Error Analysis of Three-Layer Neural Network Trained with PGD for Deep Ritz Method
This work addresses the need for rigorous theoretical guarantees in applying overparameterized neural networks to PDE solving, offering practical guidance for parameter settings without requiring additional assumptions on solutions, though it is incremental as it builds on existing deep Ritz method frameworks.
The authors tackled the problem of solving second-order elliptic PDEs with various boundary conditions using a three-layer tanh neural network trained with projected gradient descent within the deep Ritz method, establishing global convergence and providing a comprehensive error analysis that includes approximation, generalization, and optimization errors with bounds in terms of sample size.
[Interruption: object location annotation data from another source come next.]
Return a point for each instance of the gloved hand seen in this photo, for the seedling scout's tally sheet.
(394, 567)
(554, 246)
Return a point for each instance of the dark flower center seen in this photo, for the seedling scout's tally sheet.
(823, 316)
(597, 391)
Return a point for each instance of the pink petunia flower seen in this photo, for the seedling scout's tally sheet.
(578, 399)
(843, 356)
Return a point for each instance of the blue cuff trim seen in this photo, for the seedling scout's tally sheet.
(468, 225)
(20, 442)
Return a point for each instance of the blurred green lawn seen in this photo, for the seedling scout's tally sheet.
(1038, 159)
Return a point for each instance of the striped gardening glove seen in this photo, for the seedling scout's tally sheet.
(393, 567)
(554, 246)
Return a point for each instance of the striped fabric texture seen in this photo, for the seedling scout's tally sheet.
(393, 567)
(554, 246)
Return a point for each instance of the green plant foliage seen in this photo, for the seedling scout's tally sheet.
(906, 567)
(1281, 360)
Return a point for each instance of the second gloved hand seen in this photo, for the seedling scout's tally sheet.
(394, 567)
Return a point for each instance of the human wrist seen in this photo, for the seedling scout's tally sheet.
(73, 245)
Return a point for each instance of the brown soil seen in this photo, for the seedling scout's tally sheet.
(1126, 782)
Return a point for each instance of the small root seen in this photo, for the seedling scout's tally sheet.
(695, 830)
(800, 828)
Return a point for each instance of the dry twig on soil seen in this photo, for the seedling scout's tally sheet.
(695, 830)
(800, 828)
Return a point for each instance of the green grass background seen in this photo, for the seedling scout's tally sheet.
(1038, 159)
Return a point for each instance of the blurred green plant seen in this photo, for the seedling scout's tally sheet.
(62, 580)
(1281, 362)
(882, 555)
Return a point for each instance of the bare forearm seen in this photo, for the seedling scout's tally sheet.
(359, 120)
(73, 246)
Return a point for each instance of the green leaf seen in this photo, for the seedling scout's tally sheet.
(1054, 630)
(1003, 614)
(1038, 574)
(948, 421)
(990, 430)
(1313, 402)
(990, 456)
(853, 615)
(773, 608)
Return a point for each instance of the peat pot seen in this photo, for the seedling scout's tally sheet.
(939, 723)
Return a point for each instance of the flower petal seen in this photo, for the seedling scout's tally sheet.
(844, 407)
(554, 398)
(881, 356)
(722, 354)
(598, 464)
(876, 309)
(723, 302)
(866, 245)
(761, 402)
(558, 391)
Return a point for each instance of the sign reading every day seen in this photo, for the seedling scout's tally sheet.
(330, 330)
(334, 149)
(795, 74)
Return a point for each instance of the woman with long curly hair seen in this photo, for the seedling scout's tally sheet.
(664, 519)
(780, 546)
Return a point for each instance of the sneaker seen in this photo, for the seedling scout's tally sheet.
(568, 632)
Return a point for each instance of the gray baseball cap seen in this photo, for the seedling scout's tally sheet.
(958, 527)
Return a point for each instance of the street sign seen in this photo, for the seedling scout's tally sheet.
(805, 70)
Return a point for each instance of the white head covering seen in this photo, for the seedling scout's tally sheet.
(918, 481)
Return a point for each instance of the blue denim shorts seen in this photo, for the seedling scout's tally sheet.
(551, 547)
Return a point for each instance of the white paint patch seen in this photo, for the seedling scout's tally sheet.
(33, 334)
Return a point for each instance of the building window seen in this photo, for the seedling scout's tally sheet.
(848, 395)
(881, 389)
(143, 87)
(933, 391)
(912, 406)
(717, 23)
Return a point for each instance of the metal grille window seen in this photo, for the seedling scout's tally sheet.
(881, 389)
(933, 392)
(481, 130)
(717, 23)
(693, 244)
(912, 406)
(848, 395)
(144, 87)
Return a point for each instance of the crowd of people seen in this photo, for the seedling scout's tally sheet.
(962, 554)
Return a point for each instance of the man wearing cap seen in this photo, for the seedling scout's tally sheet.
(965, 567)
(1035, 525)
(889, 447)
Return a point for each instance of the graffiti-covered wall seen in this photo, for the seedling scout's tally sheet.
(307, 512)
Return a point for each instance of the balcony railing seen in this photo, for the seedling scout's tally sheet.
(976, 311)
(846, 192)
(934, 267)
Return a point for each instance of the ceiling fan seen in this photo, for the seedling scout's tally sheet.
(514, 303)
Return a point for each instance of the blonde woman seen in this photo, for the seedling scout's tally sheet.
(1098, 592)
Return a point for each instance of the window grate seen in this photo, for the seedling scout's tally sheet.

Machine learning is a rapidly advancing field with diverse applications across various domains. One prominent area of research is the utilization of deep learning techniques for solving partial differential equations(PDEs). In this work, we specifically focus on employing a three-layer tanh neural network within the framework of the deep Ritz method(DRM) to solve second-order elliptic equations with three different types of boundary conditions. We perform projected gradient descent(PDG) to train the three-layer network and we establish its global convergence. To the best of our knowledge, we are the first to provide a comprehensive error analysis of using overparameterized networks to solve PDE problems, as our analysis simultaneously includes estimates for approximation error, generalization error, and optimization error. We present error bound in terms of the sample size $n$ and our work provides guidance on how to set the network depth, width, step size, and number of iterations for the projected gradient descent algorithm. Importantly, our assumptions in this work are classical and we do not require any additional assumptions on the solution of the equation. This ensures the broad applicability and generality of our results.